### 1. Python: Download a timeseries of daily deaths per country
[Refer to repo](https://github.com/keatmin/covid19-deaths) and the script is in `src/download_csv.py`, if cloned repo make sure 
`download_data.sh` is executable by running `sudo chmod 755 download_data.sh` in terminal. Then `./download_csv.sh` in terminal


```python 

import requests
URL = 'https://raw.githubusercontent.com/CSSEGISandData/COVID-19/master/csse_covid_19_data/csse_covid_19_time_series/time_series_covid19_deaths_global.csv'


def main(): 
    r = requests.get(URL)

    if r.status_code == 200:
        with open('data/covid19_deaths.csv', 'wb') as csv: 
            csv.write(r.content)
        
    else:
        print('Link invalid')
        
        
if __name__=='__main__': 
    main()
```

or run this in terminal `wget https://raw.githubusercontent.com/CSSEGISandData/COVID-19/master/csse_covid_19_data/csse_covid_19_time_series/time_series_covid19_deaths_global.csv`

In [10]:
import pandas as pd 
import psycopg2 as pg
from psycopg2.extras import execute_values 

In [2]:
#Read csv
df = pd.read_csv('../data/covid19_deaths.csv')

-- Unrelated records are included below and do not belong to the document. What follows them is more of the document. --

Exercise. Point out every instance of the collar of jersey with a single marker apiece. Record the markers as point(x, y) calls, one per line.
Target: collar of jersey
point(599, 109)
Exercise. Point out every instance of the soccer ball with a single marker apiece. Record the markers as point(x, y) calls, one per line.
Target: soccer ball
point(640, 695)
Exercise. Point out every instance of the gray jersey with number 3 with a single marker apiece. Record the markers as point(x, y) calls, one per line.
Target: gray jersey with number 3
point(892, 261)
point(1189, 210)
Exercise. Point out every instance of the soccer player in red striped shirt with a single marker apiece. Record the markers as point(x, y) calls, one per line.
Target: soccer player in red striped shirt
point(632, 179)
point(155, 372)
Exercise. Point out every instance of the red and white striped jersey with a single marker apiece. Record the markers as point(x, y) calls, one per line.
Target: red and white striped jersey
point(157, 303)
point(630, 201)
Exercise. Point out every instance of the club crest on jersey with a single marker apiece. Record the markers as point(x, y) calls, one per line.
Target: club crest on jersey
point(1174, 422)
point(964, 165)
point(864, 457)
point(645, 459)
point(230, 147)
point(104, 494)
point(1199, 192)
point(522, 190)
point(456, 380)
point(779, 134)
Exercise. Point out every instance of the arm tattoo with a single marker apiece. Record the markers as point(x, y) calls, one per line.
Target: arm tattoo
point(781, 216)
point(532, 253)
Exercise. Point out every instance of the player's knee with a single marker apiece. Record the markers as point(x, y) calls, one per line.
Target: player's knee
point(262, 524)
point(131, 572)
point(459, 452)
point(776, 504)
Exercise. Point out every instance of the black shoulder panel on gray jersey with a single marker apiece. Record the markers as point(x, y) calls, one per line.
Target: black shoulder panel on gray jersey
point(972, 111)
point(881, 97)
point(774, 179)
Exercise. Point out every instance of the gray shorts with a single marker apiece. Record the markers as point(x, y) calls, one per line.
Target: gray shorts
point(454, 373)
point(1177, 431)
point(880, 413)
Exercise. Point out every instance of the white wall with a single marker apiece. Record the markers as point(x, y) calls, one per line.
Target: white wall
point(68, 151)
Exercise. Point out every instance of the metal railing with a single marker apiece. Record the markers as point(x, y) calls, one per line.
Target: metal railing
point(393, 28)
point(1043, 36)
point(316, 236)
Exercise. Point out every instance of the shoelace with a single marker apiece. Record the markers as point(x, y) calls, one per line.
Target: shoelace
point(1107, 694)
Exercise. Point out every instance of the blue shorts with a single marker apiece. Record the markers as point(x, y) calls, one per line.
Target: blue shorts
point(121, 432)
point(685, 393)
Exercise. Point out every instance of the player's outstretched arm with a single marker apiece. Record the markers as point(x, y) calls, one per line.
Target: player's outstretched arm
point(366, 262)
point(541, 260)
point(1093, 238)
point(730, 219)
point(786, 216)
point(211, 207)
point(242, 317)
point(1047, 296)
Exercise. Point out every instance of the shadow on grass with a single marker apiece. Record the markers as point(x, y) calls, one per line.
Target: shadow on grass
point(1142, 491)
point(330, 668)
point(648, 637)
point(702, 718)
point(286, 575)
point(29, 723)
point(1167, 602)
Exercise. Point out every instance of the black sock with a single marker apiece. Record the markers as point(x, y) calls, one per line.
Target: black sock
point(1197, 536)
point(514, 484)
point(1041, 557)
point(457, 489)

Location of the csv is relative to the notebook. 
For a data science project repo, I organize the directories into:
- **data** for data, but also further divided into `00_raw`, `01_inter` and `02_processed`
- **notebooks** for jupyter exploration 
- **src** for script, further divided into `data`, `etl`, `train`, `deploy`

### 2. Python: Convert the table so that each country and each day is a separate row 

In [3]:
df.columns = df.columns.str.lower()
date_cols = list(df.columns[4:])
#drop lat,long for now since we are not using it for this case 
df_long = df.drop(columns=['lat','long'],axis=1)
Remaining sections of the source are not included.